Michelle Zauner est née 1989, elle est compositrice et la chanteuse principale du groupe indie pop Japanese Breakfast. Sa mère, coréenne et son père, américain, l’ont élevée aux Etats-Unis. Presque tous les étés, elle se rendait en Corée avec sa Maman pour retrouver la famille de ce pays. Elle a longtemps galéré avant de pouvoir vivre de sa musique. Elle a même accepté des « boulots alimentaires » pour avoir un peu d’argent.
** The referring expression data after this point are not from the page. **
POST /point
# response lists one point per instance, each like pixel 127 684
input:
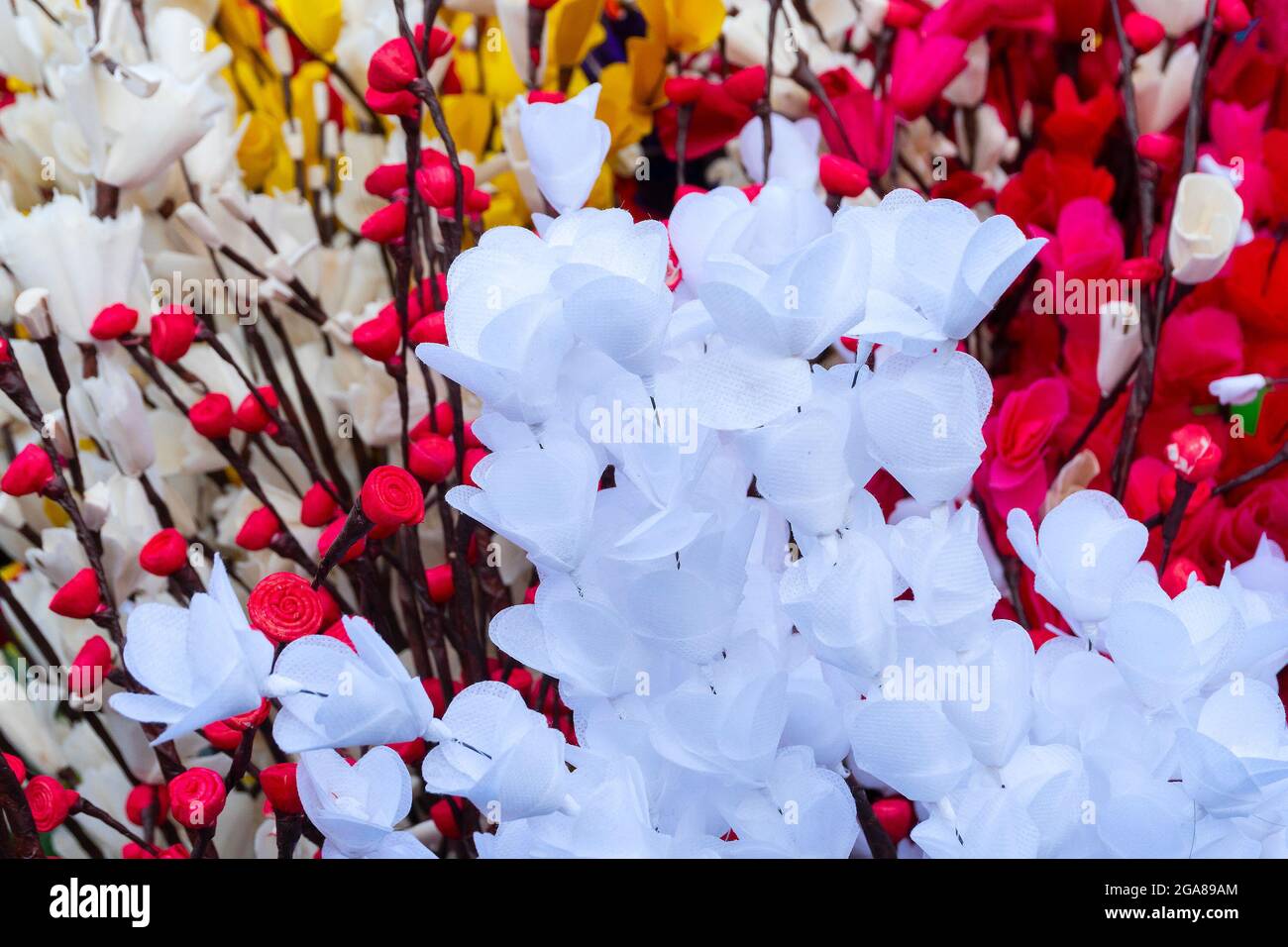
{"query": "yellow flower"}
pixel 469 118
pixel 575 30
pixel 684 26
pixel 316 21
« Pleurer au supermarché » a connu un immense succès aux Etats-Unis et vient d’être publié en France. C’est en allant faire ses courses régulièrement chez H Mart que l’auteur a compris que dans ce magasin coréen, elle venait chercher de la nourriture mais aussi les souvenirs de tout ce qui la liait à sa mère. Cette dernière est décédée d’un cancer du pancréas alors que Michelle avait vingt-six ans. Le choc a été violent et elle a eu besoin de créer des chansons, de faire une thérapie, de rédiger ce récit avec ce qu’elle a vécu de petite fille jusqu’à l’âge adulte.
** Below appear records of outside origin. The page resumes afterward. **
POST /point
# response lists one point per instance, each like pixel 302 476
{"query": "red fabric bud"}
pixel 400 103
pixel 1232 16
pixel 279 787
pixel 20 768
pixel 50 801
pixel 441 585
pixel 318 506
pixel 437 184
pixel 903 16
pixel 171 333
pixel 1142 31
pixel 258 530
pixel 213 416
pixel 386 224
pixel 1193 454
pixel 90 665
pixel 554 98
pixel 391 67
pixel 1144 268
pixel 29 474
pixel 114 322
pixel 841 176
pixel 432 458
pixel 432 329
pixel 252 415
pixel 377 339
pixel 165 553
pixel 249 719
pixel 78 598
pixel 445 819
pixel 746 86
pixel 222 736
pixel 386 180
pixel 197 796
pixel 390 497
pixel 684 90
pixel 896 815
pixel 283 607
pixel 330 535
Elle analyse finement la relation mère/fille. « Ma mère essayait constamment de me façonner selon l’idéal de perfection qu’elle imaginait pour moi. »
Elle explique les difficultés de sa double culture. À l’école on l’appelait chinoise ou japonaise, pas coréenne, comme si la Corée n’existait pas. Trouver un équilibre, se sentir bien dans ce qu’elle faisait et choisissait n’a pas été aisé. Elle raconte les obstacles, les coups de stress mais également le bonheur de revenir à la maison, chez ses parents pour partager des fous-rires, des repas, montrer qu’elle devenait adulte. Et puis, les liens familiaux se distendent un peu. Jusqu’à l’annonce de la maladie, d’abord minimisée avant d’être suivi du verdict brut et douloureux. Comment se comporter, que faire ? Elle revient près de ses parents. L’envie de ne pas perdre un instant malgré la lourde pathologie est primordial.
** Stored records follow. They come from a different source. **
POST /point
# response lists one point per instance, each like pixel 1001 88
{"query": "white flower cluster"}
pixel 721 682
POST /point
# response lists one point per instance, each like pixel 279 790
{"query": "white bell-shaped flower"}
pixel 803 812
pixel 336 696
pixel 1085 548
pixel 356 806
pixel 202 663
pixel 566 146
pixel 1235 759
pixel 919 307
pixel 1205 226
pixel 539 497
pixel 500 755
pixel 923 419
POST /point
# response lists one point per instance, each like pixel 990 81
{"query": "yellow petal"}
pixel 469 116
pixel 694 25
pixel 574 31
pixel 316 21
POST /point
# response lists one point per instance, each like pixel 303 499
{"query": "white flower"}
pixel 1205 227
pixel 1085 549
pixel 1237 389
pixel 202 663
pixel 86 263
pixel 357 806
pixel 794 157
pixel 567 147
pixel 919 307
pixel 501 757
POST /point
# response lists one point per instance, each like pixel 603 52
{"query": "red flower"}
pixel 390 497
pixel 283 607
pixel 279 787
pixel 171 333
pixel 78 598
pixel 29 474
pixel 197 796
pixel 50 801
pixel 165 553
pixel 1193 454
« Je ne soupçonnais même pas l’effort colossal qu’il lui fallait mobiliser pour simplement se lever. »

Petit à petit, elle a réalisé que la cuisine pouvait la rapprocher de celle trop tôt disparue, lui redonner un équilibre. À l’hôpital, elle lui apportait des mets (dont certains comme le jatjuk « spécial malades »). C’était une façon d’établir un « pont » entre elles, de trouver une « culture » commune. Quand elle prépare un doenjang jjigae (sorte de ragout), elle connaît les ingrédients de base parce qu’elle a beaucoup observé. De nombreux plats sont évoqués dans ce récit (l’éditeur aurait pu proposer un petit recueil de recettes en supplément), ils sont tous liés à des moments particuliers de la vie de l’auteur, elle les partage avec beaucoup de délicatesse.

Est-ce que la mort de sa mère, lui a donné le sentiment qu’elle perdait une partie d’elle-même, qu’elle ne savait pas tout de ses origines ? Prendre des cours de cuisine coréenne est-ce un moyen de s’approprier ses racines ? Sans aucun doute, comme le fait que l’auteur vient de s’installer en Corée pour apprendre la langue.

J’ai beaucoup aimé ce livre, Il n’est pas larmoyant malgré le sujet, il est empli d’amour et peut faire écho à notre propre histoire. Il est écrit dans un style fin et agréable (merci à la traductrice !) et c’est très émouvant car l’auteur se confie à nous en toute confiance.